The Atlantic Coast Conference hired Gary Patterson as its supervisor of football officials on Monday, ten months after Patterson quit the ACC's on-field crew over a botched replay review [1]. The league announced the move from Charlotte after Al Riveron told it last week he was stepping down.
Patterson had officiated in the ACC since 2002 and worked as a referee since 2009. He walked away last September; ESPN reported at the time that his exit followed his frustration over a UConn-Syracuse game, where a replay decision arrived only after the snap for the next play. His new job puts him in charge of the same review apparatus that pushed him out. He will oversee recruiting, training, evaluation and scheduling of ACC officials, and the conference said he would work with ESPN to expand last year's feature that lets viewers hear replay reviews live during select broadcasts [1].

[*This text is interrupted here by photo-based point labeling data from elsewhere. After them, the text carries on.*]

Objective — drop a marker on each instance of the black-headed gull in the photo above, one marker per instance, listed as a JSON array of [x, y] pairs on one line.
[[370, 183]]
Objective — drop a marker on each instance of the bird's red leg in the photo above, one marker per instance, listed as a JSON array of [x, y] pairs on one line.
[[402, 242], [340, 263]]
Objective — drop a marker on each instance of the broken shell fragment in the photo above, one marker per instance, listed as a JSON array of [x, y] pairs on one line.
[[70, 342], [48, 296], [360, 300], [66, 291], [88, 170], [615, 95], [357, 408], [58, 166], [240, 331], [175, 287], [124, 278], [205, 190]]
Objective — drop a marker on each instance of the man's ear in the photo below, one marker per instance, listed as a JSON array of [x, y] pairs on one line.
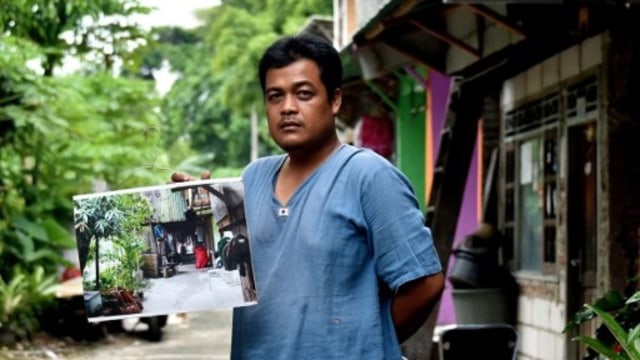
[[336, 101]]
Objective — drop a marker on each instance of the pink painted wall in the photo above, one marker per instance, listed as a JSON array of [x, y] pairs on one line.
[[438, 87]]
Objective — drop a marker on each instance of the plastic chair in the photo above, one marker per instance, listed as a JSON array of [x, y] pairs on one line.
[[479, 341]]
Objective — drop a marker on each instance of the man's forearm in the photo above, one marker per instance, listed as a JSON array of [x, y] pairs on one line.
[[414, 302]]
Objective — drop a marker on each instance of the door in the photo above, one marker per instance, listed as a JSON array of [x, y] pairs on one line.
[[581, 223]]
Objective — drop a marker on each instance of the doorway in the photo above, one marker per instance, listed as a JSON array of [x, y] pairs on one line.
[[582, 229]]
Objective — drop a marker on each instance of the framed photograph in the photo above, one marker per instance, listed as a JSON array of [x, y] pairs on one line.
[[158, 250]]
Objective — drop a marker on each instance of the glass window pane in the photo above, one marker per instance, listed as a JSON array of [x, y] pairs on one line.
[[531, 200]]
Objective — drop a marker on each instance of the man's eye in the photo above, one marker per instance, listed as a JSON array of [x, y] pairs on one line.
[[273, 97], [305, 94]]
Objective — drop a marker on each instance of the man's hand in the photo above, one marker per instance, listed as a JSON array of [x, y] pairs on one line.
[[413, 303], [182, 177]]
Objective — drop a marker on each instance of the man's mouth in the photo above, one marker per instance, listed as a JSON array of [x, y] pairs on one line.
[[289, 125]]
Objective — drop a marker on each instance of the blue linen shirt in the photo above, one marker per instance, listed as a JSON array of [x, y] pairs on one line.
[[353, 229]]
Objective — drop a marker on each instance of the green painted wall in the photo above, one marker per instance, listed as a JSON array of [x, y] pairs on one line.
[[410, 134]]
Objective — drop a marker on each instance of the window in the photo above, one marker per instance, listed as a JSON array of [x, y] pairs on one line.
[[530, 185]]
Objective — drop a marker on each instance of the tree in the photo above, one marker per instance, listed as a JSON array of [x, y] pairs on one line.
[[59, 134], [212, 102]]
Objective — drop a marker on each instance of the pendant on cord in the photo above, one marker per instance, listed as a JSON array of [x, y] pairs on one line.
[[283, 211]]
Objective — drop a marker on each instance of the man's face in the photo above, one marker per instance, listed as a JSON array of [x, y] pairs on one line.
[[300, 115]]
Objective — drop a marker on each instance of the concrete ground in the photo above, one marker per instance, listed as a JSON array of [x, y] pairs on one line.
[[199, 327], [189, 290], [192, 336]]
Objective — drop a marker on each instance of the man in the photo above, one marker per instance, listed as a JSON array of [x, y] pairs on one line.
[[344, 266]]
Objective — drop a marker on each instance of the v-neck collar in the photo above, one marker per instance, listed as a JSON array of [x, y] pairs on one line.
[[303, 184]]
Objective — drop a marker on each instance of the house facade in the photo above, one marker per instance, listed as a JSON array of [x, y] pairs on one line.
[[518, 115]]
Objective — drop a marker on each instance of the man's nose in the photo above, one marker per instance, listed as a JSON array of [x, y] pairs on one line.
[[290, 104]]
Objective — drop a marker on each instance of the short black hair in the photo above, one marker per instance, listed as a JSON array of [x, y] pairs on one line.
[[289, 49]]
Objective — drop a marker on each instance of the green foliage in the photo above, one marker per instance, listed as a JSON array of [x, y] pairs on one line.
[[22, 300], [59, 134], [210, 106], [113, 225], [618, 337]]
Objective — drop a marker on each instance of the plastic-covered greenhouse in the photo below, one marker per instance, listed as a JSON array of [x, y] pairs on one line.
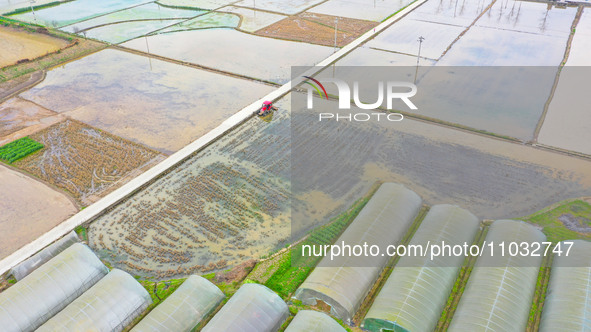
[[253, 307], [500, 290], [568, 298], [184, 309], [29, 265], [50, 288], [313, 321], [344, 282], [109, 306], [416, 292]]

Commissioner Jim Phillips said Patterson "has earned the trust and respect of coaches and his officiating colleagues" [1]. That endorsement leans on Patterson's record: the 2009 BCS championship game, the 2006 Army-Navy game, four ACC title games and a career that began in 1994. What it does not address is the timing failure he objected to, or whether his authority over evaluation and scheduling will change how quickly reviews resolve. No rule on review timing has changed; the hire promotes the critic but leaves the process he criticized intact. The next test is a published rule, not a title.